Partners with Ella Ngo
Putting a file into encoder.cc, we allow the program to get each character in the file until we meet eof. With each character, we use the huffman encoding to encode it based on its frequency. The more frequent the character appears, the shorter the encoding will be. And then we create a new binary file and use bitio to write each bit into the file. We give the name of the new file as .comp.
Then we put the .comp file as an input for BitInput, using the input_bit() method, we are able to get every bit of the file. Then passing the bit to huffman decode method to decode .comp file, we can get the original characters. Then we can output the characters we got into a new file as .comp.plaintext file, which should be identical as the original one.
The size of .comp is smaller than the original file, which can be seen as a compressed file of the original file. With the decoder, we can decode the compressed file to original file.
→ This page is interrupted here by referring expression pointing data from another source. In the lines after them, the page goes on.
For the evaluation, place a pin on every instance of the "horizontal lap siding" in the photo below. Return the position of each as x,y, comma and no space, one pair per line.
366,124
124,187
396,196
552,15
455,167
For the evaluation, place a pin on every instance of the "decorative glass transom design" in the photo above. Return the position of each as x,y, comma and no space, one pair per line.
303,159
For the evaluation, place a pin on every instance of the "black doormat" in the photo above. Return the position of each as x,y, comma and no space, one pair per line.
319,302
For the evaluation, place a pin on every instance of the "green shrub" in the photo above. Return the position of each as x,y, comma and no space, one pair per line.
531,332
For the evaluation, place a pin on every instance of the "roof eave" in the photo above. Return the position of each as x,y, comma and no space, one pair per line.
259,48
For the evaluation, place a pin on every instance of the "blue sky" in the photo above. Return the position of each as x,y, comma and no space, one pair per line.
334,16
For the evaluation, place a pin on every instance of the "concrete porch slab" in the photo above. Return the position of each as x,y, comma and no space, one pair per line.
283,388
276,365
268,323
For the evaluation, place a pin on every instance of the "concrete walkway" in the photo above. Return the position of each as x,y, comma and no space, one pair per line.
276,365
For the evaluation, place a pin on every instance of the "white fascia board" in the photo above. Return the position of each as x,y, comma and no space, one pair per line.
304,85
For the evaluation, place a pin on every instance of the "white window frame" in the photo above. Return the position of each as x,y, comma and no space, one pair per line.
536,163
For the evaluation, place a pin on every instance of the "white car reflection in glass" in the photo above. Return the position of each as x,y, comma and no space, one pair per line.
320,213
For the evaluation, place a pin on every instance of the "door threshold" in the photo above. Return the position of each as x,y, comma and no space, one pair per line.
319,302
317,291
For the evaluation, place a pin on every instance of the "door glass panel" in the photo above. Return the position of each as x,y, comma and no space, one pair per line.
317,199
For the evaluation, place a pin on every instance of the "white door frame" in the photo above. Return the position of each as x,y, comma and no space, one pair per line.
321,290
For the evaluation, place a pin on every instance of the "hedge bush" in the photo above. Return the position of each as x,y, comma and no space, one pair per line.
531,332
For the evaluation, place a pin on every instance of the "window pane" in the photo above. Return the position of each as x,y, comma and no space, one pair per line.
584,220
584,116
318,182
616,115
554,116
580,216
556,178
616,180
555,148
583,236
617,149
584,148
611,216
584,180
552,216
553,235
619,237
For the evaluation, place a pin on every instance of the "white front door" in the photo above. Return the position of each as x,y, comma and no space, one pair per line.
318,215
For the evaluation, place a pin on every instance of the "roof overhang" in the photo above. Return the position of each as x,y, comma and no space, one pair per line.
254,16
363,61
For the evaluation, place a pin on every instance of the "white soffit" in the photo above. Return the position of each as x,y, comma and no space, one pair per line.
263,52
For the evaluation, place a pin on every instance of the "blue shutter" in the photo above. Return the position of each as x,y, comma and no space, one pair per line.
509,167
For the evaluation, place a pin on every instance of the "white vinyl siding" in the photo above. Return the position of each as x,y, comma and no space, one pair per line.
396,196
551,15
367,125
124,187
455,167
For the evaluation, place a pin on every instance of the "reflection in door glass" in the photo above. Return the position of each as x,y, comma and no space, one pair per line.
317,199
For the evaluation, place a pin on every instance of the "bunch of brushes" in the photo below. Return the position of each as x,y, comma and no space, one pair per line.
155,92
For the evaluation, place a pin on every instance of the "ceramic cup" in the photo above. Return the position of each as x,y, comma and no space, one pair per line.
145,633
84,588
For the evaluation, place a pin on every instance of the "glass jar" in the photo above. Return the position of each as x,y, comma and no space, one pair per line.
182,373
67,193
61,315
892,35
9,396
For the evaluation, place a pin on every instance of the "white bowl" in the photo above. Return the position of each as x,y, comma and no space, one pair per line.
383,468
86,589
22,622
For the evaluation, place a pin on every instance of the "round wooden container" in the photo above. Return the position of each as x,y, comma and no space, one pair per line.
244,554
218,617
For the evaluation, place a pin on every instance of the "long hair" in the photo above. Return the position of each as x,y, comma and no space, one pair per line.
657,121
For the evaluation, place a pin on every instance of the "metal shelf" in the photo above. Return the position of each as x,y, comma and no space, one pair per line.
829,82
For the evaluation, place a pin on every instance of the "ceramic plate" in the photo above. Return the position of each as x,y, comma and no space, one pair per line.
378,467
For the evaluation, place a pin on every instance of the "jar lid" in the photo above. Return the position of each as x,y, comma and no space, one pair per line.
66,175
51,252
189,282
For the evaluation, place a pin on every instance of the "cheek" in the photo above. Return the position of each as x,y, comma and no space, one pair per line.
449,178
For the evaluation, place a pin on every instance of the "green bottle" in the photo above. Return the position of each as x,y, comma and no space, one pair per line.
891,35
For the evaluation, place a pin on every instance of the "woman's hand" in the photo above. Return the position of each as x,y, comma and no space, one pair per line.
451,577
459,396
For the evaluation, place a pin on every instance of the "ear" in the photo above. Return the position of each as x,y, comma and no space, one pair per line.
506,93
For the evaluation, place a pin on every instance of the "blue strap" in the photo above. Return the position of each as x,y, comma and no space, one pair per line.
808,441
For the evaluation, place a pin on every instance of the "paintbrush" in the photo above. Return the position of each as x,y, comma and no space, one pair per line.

Basically creating an algorithm to construct a huffman tree based on certain frequency table and input. And with the codes we got from the encoding method, we are able to decode it to get original characters with decode method. All the codes are explained in the huffman.cc file.
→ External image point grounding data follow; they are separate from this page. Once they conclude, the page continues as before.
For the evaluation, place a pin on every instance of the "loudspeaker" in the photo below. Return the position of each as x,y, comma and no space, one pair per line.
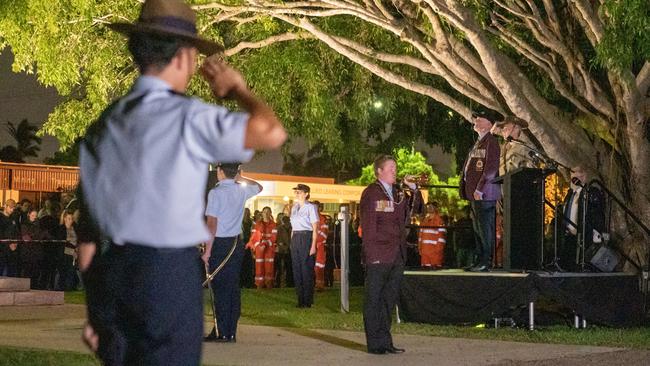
523,218
605,259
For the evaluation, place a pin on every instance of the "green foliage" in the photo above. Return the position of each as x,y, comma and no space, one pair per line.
26,357
627,34
319,95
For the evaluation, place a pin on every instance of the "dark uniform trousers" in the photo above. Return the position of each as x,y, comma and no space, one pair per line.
484,223
146,305
303,267
381,294
225,285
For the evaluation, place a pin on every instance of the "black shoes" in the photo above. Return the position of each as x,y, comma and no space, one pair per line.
212,337
226,339
377,351
393,349
385,350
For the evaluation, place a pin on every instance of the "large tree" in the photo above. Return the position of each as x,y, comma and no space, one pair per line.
578,70
27,142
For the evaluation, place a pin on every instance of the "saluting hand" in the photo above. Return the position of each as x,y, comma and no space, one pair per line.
224,81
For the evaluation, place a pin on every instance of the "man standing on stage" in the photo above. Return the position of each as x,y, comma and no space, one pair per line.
479,170
224,214
384,212
593,223
143,167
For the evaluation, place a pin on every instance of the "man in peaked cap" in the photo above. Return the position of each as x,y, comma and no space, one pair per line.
144,165
476,186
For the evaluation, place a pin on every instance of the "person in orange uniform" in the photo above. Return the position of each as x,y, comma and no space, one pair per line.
323,231
431,241
263,244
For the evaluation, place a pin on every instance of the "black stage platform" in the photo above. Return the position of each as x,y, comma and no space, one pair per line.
457,297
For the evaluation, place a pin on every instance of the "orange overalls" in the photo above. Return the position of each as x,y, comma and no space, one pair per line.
319,267
263,244
431,242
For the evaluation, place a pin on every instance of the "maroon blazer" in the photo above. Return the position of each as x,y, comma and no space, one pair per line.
383,224
480,169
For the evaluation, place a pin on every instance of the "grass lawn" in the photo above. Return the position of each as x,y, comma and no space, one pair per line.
27,356
276,308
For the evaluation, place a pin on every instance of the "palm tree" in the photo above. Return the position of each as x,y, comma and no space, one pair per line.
28,143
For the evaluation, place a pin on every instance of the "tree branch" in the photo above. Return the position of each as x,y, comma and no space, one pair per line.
383,73
266,42
643,79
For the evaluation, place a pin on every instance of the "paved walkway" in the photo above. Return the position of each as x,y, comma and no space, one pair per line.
59,327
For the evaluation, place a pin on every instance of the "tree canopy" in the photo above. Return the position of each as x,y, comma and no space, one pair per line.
345,113
27,143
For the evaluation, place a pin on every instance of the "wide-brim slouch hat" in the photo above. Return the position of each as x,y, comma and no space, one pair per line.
172,18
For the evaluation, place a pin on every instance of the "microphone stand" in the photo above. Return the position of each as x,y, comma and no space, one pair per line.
547,160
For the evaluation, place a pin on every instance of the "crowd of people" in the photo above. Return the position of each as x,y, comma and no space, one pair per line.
40,243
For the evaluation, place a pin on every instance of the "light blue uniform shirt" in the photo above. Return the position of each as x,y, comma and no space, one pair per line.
226,203
303,217
143,176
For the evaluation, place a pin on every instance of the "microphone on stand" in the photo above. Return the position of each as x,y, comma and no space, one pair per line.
536,155
577,182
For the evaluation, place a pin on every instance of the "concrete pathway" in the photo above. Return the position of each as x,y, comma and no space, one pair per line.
59,327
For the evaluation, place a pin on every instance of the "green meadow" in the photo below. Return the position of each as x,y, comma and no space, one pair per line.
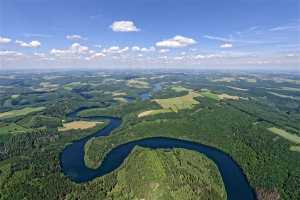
20,112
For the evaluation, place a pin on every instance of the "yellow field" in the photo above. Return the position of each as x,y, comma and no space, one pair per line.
173,104
137,83
209,94
24,111
78,125
227,96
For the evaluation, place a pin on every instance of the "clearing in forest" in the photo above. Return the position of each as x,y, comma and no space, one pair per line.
78,125
20,112
137,83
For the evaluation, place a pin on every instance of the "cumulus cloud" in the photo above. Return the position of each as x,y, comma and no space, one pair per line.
226,45
4,40
176,42
150,49
124,26
74,37
96,56
115,49
164,50
10,53
75,50
135,48
32,44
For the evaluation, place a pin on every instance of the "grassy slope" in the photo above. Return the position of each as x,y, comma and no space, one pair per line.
176,174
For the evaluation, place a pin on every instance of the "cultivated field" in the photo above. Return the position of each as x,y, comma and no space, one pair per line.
11,128
153,112
286,135
24,111
179,103
137,83
78,125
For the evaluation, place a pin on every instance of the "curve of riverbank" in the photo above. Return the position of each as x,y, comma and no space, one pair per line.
73,166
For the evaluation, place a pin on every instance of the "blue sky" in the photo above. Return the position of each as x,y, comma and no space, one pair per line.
149,33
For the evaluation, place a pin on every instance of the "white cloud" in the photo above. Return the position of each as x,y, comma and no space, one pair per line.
226,45
96,56
4,40
210,37
150,49
284,28
177,41
124,26
135,48
10,56
10,53
98,46
40,55
74,37
75,50
208,56
164,50
115,49
32,44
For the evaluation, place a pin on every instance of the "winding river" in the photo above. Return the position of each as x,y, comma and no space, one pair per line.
73,166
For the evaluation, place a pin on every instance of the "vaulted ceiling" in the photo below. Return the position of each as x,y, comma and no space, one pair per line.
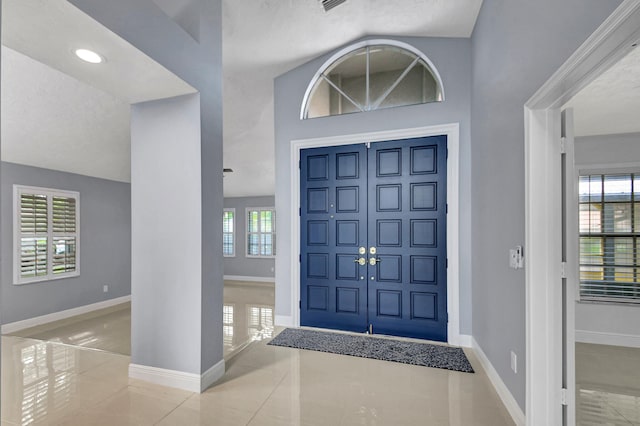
78,122
62,114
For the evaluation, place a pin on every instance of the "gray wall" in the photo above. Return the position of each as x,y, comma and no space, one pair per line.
198,62
166,234
516,47
452,58
240,264
600,151
105,244
621,148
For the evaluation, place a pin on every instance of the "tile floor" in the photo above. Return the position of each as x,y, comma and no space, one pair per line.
55,383
607,385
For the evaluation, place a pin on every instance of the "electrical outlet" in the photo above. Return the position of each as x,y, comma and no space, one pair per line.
516,258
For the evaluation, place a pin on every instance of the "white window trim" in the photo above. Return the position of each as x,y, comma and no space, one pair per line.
49,192
246,232
233,231
353,47
603,169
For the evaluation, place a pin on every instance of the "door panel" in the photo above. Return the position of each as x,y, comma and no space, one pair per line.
388,201
333,227
407,288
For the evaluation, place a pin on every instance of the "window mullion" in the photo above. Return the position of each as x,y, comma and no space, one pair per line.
50,235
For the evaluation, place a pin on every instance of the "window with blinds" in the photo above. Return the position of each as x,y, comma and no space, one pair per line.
609,237
46,234
261,232
228,233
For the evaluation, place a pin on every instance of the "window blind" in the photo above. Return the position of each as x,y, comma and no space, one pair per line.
261,238
609,237
228,232
46,234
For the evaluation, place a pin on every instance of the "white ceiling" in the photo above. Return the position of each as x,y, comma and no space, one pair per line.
54,121
265,38
611,103
70,115
261,40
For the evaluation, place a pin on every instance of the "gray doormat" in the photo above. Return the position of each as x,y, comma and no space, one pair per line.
425,354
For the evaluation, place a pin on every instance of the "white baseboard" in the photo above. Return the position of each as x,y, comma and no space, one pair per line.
250,279
212,375
56,316
614,339
284,321
503,392
463,340
178,379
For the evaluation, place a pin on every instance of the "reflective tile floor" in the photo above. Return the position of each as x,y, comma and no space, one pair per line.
107,329
248,316
47,382
607,385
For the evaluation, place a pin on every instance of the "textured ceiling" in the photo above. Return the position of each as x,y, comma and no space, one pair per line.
261,40
611,103
54,121
69,115
265,38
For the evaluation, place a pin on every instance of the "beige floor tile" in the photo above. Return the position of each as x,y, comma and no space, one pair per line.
56,383
199,412
607,385
128,406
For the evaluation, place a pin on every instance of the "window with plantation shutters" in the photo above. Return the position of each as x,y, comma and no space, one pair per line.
228,232
261,232
46,234
610,237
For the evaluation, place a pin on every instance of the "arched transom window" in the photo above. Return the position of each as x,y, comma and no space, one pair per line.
372,76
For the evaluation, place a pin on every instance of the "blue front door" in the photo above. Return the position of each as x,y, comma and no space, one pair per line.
373,238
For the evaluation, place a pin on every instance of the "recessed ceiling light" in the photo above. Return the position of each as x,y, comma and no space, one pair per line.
89,56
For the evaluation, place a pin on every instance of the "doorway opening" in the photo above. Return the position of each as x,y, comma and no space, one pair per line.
451,131
373,238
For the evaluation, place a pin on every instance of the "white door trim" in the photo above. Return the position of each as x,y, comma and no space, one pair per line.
452,131
610,42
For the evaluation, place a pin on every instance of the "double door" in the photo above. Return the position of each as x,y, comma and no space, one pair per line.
373,238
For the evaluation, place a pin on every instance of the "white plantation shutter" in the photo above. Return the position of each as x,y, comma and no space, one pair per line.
64,239
261,232
610,237
34,230
228,232
46,234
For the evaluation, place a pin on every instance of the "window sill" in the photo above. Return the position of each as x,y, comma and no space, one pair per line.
46,279
635,304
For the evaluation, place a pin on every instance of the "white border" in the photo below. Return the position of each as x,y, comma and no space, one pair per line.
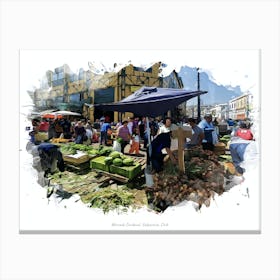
196,24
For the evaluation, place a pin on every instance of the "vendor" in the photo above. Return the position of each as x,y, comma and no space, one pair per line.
162,141
238,145
50,158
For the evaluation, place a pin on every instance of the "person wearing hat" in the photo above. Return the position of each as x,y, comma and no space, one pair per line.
210,135
238,146
197,134
162,141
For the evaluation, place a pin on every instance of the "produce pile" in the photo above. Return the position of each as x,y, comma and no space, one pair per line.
118,159
203,179
108,199
96,191
72,148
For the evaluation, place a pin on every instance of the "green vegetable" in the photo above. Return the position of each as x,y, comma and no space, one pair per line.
109,199
117,162
115,154
108,160
128,161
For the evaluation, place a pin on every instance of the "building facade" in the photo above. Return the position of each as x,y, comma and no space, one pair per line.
240,107
65,90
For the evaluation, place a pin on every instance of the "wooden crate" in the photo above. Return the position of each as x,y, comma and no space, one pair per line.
76,159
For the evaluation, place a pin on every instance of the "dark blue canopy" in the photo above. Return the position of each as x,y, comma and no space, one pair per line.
151,101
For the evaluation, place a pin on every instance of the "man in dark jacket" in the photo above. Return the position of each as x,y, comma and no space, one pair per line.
162,141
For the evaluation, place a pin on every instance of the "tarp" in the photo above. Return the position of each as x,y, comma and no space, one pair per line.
151,101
Allowing users to read and write bits to a file or stream one at a time. All the codes are explained in the bitio.cc file.
Get each character in the file and encode all the characters with huffman encoding from huffman.cc, then write the codes from the encoding into a new compressed binary file.
Get every bit of the new compressed and pass that bit to the decoding method of huffman class. With the construction of the decoding method, we are able to get every character from the original file. Then create a new file which allows us to pass the characters we got from the decoding into the new file using put(). Finally, return the sizes of the compressed file and the decompressed file (original file).
Firstly, enter the following codes in the command-line:
g++ -g -std==c++2a htree.cc hforest.cc huffman.cc bitio.cc encoder.cc -o encoder
g++ -g -std==c++2a htree.cc hforest.cc huffman.cc bitio.cc decoder.cc -o decoder
./encoder filename.type
./decoder filename.type.comp
After these codes, you will find the sizes of original file and compressed file as printed in the console.
I didn't change the test codes given. All tests in the test_huffman.cc and test_bitio.cc are passed.
File name | Raw file size in bytes (before compression) | Compressed file size in bytes. | Decompressed file matches raw file exactly (yes/no). |
---|---|---|---|
kobe.txt | 1708 bytes | 1029 bytes | Yes |
decoder.cc | 1995 bytes | 1187 bytes | Yes |
main.tex | 5071 bytes | 3256 bytes | Yes |
instruction.txt | 1534 bytes | 1009 bytes | Yes |
linux.txt | 421 bytes | 244 bytes | Yes |
apple.txt | 531 bytes | 188 bytes | Yes |
I used cmp to check each decompressed file and original file. All six files pass the test.